No avião, conheceu uma menina que se chamava Mariana, que também
estava a caminho de Lisboa. Durante o voo, começaram a conversar e perceberam rapidamente que tinham muito em comum. Contaram histórias, interesses e sonhos. Parecia que já se conheciam há anos. Partilhavam do mesmo vazio e da mesma tristeza. Ao verificarem que o avião se aproximava do destino, trocaram o número de telemóvel e prometeram manter-se em contacto.
Nas semanas seguintes, conversaram regularmente. Contavam tudo o que se passava e sentiam uma à outra. Apoiavam-se sempre nos momentos difíceis, mas também celebravam juntas as conquistas e alegrias de ambas, tendo sempre uma forte conexão.
Mas essa ligação ia além das emoções e experiências. Elas compartilhavam uma compreensão mútua, uma sintonia que poucas pessoas conseguiriam entender. Não precisavam de palavras para saber o que a outra estava a pensar ou sentir, o que muitas das vezes permitia que se apoiassem mutuamente, mesmo estando fisicamente distantes.
Maurícia e Mariana decidiram encontrar-se novamente, desta vez num sítio intermédio, que ficava entre as suas novas casas.
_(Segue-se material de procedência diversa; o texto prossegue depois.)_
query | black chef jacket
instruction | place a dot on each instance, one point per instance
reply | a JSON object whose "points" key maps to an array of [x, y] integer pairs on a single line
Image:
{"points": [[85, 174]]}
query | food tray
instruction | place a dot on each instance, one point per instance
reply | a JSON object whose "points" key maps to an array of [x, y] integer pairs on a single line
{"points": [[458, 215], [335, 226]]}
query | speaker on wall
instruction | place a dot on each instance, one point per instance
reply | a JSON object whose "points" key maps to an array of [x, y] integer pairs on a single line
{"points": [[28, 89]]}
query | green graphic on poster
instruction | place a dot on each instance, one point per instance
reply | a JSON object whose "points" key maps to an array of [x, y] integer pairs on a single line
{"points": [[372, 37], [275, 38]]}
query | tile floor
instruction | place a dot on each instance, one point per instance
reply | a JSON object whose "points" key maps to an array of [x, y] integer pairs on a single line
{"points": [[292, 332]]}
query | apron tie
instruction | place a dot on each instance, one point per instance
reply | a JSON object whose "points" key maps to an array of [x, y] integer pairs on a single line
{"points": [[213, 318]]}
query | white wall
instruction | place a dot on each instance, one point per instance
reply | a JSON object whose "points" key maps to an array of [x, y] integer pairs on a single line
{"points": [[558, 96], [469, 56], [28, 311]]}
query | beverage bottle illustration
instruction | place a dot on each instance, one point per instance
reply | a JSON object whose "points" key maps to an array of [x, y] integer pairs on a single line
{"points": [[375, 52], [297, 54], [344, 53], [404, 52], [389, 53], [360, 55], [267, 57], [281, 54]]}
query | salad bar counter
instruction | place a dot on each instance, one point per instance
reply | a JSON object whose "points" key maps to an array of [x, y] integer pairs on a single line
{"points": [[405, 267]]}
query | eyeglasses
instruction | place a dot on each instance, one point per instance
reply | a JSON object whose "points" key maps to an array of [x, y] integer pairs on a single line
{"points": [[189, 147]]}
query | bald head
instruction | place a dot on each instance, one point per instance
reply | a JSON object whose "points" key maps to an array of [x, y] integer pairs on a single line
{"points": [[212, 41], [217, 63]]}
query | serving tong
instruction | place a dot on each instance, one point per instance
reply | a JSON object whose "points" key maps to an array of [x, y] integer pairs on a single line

Passaram alguns dias maravilhosos juntas, explorando a cidade e criando memórias recentes. Foram o pilar uma da outra naqueles dias que supostamente iriam ser de grande tristeza.
Assim, tornaram-se amigas muito próximas, visitando-se sempre que possível. O encontro casual num avião deu origem a uma amizade profunda e duradora, prova de que as conexões mais improváveis podem florescer em algo especial.